The ongoing revolution in long-read sequencing has greatly improved the capacity to produce highly contiguous “chromosome scale” assemblies of genomes and so detect chromosome change in exquisite detail (Figure 2). The addition of HiC chromatin contact maps enables assembly of long-read scaffolds (because linked segments have more interactions) and, along with other methods (summarised in Mohan et al. 2024), reveals structure of chromatin in the interphase nucleus, including active (A, “euchromatin”) or inactive (B, “heterochromatin”) compartments and topologically associated domains (TADs, regions of coordinated gene expression). When combined with efficient algorithms to estimate ancestral genome arrangements (e. g. Muffato et al. 2023; Yu et al. 2024), comparing whole-genome assemblies provides rich, highly-resolved information on conserved syntenic regions, Evolutionary Breakpoint Regions (EBRs) at the boundaries of these regions and genome reshuffling at macroevolutionary scale. What does this rapidly accelerating knowledge tell us about the nature, cause and effects of chromosome rearrangements in mammals?

Comparisons of genome assemblies across vertebrates confirm the extraordinarily high rate of chromosome rearrangement in therian mammals relative to other amniotes – amphibians, birds, and non-flying reptiles (Waters et al. 2021; Bredeson et al. 2024). In a recent review, Damas et al. (2021) conclude that mammals are more prone to interchromosomal rearrangements and birds to intrachromosomal change. In a separate comparison of 92 vertebrate genome assemblies, including ancestral reconstructions, Muffato et al. (2023) again found that mammals have an elevated rate of interchromosomal rearrangements, with especially high rates in gibbons, dogs and murid rodents.
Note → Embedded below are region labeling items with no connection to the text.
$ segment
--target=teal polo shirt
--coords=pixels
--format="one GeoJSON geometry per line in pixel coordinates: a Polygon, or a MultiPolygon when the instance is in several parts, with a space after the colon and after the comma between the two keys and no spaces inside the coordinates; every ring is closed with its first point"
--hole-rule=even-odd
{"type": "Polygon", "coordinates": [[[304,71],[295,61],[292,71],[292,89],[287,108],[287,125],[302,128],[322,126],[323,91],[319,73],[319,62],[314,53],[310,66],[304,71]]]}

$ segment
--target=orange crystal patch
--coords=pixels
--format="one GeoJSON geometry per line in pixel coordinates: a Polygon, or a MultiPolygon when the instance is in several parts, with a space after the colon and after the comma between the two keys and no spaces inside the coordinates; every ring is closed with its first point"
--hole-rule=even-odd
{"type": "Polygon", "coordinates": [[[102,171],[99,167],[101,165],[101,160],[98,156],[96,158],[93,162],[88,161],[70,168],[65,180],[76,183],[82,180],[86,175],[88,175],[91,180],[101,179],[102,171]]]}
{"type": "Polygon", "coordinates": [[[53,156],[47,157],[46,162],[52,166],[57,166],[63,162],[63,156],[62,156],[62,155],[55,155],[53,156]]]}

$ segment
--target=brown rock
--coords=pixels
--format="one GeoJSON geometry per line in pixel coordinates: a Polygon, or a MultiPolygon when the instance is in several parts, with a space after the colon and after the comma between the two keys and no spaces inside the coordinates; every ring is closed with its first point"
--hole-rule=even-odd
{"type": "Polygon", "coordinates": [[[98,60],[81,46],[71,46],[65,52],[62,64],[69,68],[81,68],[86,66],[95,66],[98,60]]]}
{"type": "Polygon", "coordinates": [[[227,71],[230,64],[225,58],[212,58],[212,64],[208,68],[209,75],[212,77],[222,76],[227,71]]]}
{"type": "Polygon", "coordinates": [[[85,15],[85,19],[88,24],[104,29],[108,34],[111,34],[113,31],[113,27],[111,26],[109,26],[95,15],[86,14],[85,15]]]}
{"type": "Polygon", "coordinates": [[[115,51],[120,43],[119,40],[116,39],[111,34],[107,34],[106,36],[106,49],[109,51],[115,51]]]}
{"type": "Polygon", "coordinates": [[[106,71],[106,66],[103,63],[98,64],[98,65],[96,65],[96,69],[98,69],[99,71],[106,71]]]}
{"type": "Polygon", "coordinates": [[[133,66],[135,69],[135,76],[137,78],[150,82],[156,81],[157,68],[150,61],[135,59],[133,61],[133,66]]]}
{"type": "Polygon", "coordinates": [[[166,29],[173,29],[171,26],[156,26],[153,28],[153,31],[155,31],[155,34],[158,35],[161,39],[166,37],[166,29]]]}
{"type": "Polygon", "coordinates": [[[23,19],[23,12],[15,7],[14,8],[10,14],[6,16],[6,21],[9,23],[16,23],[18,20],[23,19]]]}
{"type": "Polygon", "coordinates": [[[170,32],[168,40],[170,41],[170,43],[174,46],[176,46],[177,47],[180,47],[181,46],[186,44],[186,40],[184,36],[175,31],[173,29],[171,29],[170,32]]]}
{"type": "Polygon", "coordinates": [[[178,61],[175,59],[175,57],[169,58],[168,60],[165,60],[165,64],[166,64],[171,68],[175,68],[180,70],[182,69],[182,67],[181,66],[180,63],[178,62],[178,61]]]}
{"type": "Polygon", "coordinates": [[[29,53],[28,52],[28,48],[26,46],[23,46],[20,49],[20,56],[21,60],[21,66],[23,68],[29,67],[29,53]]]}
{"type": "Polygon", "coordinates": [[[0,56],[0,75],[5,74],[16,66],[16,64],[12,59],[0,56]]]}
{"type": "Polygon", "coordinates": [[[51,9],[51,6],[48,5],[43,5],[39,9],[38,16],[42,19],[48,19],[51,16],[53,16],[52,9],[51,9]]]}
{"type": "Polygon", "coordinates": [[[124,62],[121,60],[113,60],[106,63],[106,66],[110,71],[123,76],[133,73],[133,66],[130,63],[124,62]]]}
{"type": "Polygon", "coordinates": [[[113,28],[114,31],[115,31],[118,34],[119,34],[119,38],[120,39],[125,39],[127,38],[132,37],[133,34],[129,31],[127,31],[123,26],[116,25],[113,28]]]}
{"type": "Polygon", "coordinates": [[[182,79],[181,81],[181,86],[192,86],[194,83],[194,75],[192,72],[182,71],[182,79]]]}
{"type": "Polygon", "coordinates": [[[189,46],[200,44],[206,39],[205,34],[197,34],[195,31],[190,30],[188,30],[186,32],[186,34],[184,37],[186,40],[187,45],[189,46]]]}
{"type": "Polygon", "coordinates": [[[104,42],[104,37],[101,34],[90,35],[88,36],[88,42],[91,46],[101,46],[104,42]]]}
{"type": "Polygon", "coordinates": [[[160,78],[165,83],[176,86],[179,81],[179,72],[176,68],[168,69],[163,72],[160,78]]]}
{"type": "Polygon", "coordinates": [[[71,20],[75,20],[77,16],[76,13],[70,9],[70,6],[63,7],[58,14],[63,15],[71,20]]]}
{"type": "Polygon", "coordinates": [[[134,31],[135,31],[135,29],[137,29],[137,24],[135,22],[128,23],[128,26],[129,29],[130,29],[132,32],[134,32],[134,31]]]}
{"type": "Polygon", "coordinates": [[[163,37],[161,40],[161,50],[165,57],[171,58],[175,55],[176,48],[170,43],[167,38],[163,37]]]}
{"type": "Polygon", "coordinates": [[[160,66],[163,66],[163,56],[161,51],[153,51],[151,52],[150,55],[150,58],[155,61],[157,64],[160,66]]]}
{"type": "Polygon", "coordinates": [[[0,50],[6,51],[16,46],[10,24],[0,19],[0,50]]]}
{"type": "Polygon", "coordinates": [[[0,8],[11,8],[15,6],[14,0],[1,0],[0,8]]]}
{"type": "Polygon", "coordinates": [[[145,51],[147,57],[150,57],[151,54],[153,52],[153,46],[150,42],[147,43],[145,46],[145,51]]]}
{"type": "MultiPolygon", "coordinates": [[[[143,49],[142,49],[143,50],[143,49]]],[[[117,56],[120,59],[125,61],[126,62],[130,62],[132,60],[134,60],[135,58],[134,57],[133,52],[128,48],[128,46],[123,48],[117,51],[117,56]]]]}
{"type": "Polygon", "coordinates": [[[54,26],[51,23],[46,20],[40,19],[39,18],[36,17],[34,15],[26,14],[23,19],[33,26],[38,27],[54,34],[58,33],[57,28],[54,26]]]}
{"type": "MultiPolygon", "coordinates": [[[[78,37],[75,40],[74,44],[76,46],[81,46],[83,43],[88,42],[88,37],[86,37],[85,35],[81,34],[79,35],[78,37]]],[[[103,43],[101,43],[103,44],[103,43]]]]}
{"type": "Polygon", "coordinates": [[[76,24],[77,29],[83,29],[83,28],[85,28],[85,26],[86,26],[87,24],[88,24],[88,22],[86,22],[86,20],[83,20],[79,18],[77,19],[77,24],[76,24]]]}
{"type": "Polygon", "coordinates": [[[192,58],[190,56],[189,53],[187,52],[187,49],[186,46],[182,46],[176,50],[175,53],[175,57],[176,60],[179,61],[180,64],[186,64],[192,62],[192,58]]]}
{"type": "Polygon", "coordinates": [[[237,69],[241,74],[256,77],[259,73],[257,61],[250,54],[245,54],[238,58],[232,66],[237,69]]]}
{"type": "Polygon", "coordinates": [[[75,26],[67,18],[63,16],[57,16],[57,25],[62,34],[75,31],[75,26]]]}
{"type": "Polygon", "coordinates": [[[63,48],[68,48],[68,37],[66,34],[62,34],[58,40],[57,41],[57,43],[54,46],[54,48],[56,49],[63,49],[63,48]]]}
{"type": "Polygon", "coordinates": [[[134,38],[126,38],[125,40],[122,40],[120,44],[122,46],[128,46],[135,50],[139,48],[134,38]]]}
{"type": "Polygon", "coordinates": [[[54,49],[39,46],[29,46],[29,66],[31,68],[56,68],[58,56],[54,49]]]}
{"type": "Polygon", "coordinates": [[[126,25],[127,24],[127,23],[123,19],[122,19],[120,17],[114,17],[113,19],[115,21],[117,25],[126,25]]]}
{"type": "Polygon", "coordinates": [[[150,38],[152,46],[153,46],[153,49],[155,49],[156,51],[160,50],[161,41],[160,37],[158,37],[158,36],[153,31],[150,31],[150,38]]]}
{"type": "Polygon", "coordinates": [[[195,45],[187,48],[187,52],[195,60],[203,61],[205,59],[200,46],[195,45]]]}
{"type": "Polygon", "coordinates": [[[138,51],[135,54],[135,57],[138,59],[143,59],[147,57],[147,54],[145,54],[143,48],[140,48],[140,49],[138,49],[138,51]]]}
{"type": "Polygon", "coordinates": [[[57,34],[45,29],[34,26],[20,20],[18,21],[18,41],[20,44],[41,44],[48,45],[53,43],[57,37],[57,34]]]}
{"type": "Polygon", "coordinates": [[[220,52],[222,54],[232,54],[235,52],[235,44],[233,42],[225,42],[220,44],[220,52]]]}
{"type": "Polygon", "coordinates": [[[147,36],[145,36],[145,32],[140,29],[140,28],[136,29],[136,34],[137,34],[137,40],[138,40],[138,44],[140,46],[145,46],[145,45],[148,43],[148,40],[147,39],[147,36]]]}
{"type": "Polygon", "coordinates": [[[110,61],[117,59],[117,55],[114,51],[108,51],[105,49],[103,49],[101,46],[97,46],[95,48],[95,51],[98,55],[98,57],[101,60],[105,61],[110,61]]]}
They also inferred that rates of intrachromosomal rearrangements were similar across mammals and saurian reptiles, but higher in teleosts perhaps due to diploidisation in the latter.

Focussing on artiodactyls (e. g., ungulates), another group for which Bush et al. (1977) reported a high rate of chromosome change, comparisons of whole genome assemblies found inversions to be the most common form of chromosome rearrangement, with fusions/fissions mostly occurring in ancestral lineages (Aria-Sarda et al. 2023). Muntjaks are a special case, with chromosome numbers varying from 2n = 46 to 2n = 6/7. Based on high-quality genome assemblies, Yin et al. (2021) estimated 31 fusion events (28 tandem and 3 Robertsonian) over the past ~ 2 My, but did not detect any increase in SNP divergence rates compared to Bovids with fewer chromosome rearrangements. Interestingly, the inferred pulse of fusions at ~ 1Myr corresponded with a period of reduced population size in the species with low chromosome numbers.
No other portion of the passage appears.